Home-page: https://github.com/SimonFromNeedham/fastmetrics
Author: Simon Albert Traub
Author-email: simontraub@ucla.edu
Project-URL: Bug Tracker, https://github.com/SimonFromNeedham/fastmetrics/issues
Classifier: Programming Language :: Python :: 3
Classifier: License :: OSI Approved :: MIT License
Classifier: Operating System :: OS Independent
Requires-Python: >=3.6
Description-Content-Type: text/markdown
License-File: LICENSE

# Fast Metrics

This project provides a set of faster alternatives to some of the methods in sklearn.metrics. If you use any of the classification metrics supported by this package, you will see a vast improvement in the runtime of your code, up to 100x depending on the function used and the size of the data set. Speedups were achieved by using Numba to vectorize the generation of confusion matrices.

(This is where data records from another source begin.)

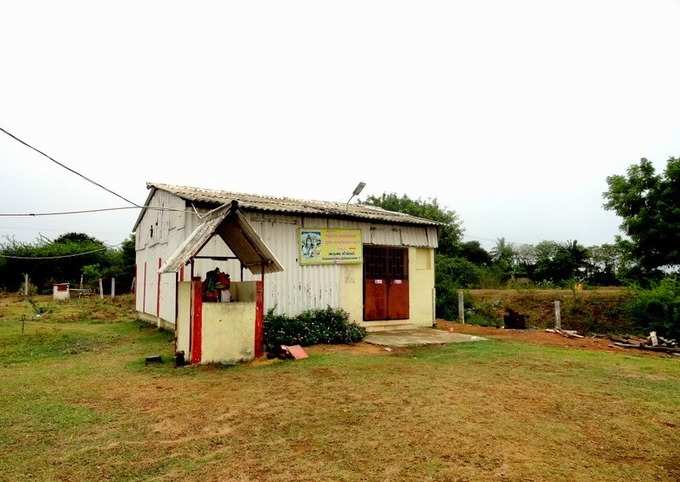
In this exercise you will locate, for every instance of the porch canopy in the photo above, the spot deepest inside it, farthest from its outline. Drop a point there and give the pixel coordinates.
(235, 230)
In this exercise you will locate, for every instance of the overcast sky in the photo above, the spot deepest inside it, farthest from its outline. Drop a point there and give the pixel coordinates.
(511, 113)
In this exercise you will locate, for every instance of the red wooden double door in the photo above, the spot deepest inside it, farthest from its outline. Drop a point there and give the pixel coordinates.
(386, 294)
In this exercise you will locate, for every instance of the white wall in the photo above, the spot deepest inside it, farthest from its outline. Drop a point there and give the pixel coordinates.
(295, 289)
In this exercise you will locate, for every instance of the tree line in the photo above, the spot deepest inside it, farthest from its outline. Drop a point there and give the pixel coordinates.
(100, 261)
(646, 253)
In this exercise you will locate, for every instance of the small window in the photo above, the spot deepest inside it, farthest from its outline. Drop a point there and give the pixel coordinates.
(423, 259)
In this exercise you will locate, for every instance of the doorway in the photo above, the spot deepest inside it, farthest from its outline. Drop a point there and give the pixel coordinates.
(386, 289)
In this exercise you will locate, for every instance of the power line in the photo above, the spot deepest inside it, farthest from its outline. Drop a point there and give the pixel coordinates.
(87, 211)
(68, 168)
(55, 257)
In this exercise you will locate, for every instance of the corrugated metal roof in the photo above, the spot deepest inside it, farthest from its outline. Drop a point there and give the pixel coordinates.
(290, 205)
(236, 232)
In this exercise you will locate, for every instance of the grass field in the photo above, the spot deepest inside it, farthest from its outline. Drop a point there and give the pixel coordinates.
(79, 404)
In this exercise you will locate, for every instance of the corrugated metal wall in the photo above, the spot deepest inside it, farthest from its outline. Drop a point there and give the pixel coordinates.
(295, 289)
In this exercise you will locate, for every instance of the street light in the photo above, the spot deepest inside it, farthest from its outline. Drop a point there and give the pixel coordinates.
(357, 190)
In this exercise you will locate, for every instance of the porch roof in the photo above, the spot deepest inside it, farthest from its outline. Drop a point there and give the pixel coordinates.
(235, 230)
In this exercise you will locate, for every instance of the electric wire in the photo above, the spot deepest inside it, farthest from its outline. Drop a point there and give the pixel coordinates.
(72, 255)
(68, 168)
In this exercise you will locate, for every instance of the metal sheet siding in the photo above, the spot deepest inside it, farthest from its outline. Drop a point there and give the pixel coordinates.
(295, 289)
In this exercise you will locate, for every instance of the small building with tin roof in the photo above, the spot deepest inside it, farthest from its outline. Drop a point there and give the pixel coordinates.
(377, 265)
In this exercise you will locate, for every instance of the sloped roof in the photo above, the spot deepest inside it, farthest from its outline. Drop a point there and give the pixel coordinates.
(290, 205)
(236, 232)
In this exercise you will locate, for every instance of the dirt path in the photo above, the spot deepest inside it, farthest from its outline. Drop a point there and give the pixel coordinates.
(539, 336)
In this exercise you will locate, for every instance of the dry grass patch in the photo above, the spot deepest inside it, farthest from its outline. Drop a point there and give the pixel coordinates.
(482, 411)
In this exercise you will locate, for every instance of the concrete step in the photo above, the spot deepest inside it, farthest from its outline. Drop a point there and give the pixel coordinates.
(376, 326)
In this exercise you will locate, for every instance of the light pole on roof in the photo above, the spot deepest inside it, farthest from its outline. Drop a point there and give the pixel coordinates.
(357, 190)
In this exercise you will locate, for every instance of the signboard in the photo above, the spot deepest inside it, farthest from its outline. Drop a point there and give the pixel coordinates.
(329, 246)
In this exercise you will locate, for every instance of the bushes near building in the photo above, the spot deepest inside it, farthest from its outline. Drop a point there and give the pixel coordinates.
(328, 325)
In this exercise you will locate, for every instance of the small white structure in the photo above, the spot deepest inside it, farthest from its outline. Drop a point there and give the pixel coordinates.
(61, 291)
(375, 264)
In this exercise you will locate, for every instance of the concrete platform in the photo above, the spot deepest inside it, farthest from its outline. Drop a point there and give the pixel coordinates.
(418, 337)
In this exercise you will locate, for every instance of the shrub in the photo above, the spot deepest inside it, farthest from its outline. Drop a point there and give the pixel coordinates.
(328, 325)
(658, 308)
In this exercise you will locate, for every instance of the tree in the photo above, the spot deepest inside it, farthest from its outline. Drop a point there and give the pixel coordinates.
(451, 230)
(502, 255)
(54, 262)
(473, 252)
(649, 204)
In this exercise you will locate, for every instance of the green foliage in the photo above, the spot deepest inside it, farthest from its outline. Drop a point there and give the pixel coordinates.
(657, 308)
(104, 262)
(451, 230)
(648, 204)
(329, 325)
(484, 313)
(559, 263)
(452, 273)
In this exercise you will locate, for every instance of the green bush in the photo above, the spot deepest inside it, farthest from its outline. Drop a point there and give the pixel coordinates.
(657, 309)
(328, 325)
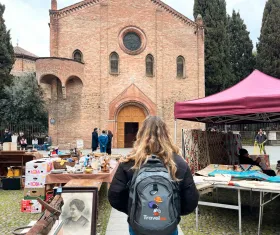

Fast Metrics supports the following metrics:
* Accuracy Score
* Balanced Accuracy Score
* F1 Score
* Precision
* Recall
* Jaccard Score
* ROC AUC

## Installation

Run the following to install:
```python
pip install fastmetrics
```

## Usage

Use Fast Metrics the same way you would use sklearn.metrics. Feed the methods a NumPy array of true results and a NumPy array of predictions, and they will return their respective metric. For instance:

```python
fastmetrics.fast_accuracy_score(y_true, y_pred)
fastmetrics.fast_balanced_accuracy_score(y_true, y_pred)
fastmetrics.fast_f1_score(y_true, y_pred)
```

## Additional Notes:
* Unlike sklearn, Fast Metrics methods do not have additional optional arguments beyond y_true and y_pred.
* The first time you run a Fast Metrics function, it will be slower than its sklearn counterpart because the vectorized confusion matrix code needs time to compile.